Cryogenic cave carbonates in the Dolomites (Northern Italy): insights into Younger Dryas cooling and seasonal precipitation

2020 
Abstract. In the European Alps, the Younger Dryas (YD) was characterized by the last major glacier advance with equilibrium line altitudes being ~ 220 to 290 m lower than during the Little Ice Age and also by the development of rock glaciers. Dating of these geomorphic features, however, is associated with substantial uncertainties leading to considerable ambiguities on the internal structure of this stadial, the most intensively studied one of the last glacial period.
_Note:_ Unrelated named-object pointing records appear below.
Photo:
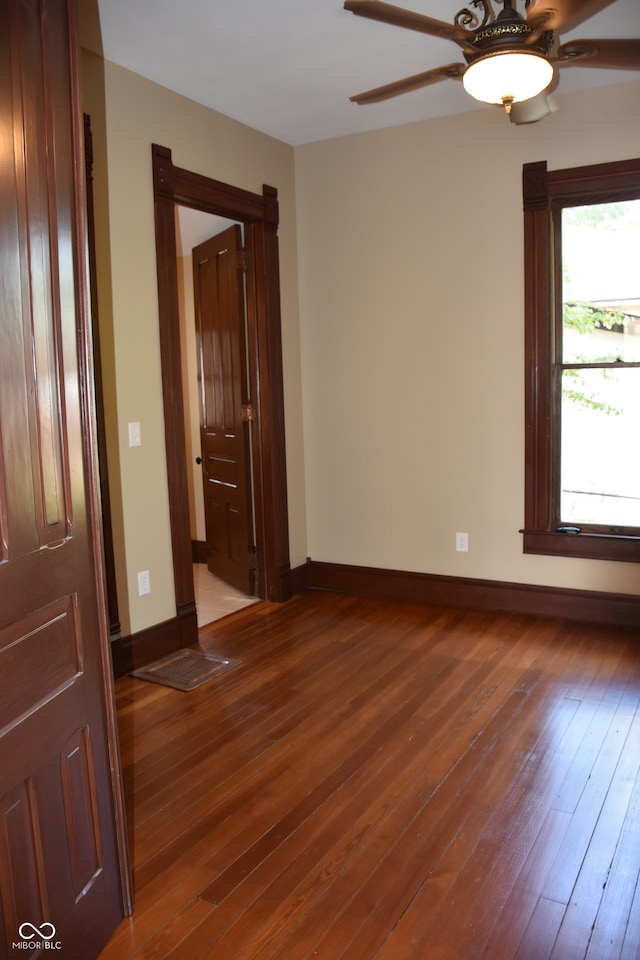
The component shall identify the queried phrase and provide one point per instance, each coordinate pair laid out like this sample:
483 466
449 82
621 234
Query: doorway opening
258 215
217 404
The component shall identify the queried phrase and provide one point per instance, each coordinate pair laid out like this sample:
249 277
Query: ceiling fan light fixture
507 77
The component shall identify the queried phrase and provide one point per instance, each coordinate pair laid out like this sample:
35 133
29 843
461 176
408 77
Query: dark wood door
225 410
60 877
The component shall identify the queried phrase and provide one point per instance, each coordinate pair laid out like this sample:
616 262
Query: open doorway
258 213
217 407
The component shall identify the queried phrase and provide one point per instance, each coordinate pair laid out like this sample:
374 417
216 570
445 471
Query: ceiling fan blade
452 71
399 17
612 54
555 14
Here we provide robust physical evidence based on precise 230Th-dated cryogenic cave carbonates (CCC) coupled with thermal modelling indicating that early YD winters were only moderately cold in the Southern Alps, challenging the commonly held view of extreme YD seasonality. Our data argue for a negative temperature anomaly of ≤ 3 °C in mean annual air temperature at the Allerod-YD transition in a mountain cave (Cioccherloch, 2274 m a.s.l.) in the Dolomites of northern Italy. Our data suggest that autumns and early winters in the early part of the YD were relatively snow-rich, resulting in a stable winter snow cover. The latter insulated the shallow subsurface in winter and allowed the cave interior to remain close to the freezing point (0 °C) year-round, promoting CCC formation. The main phase of CCCs precipitation at ~ 12.2 ka BP coincides with the mid-YD transition recorded in other archives across Europe. Based on thermal modelling we propose that CCC formation at ~ 12.2 ka BP was most likely associated with a slight warming of approximately +1 °C in conjunction with drier autumns and early winters in the second half of the YD. These changes triggered CCC formation in this alpine cave as well as ice glacier retreat and rock glacier expansion in the Alps.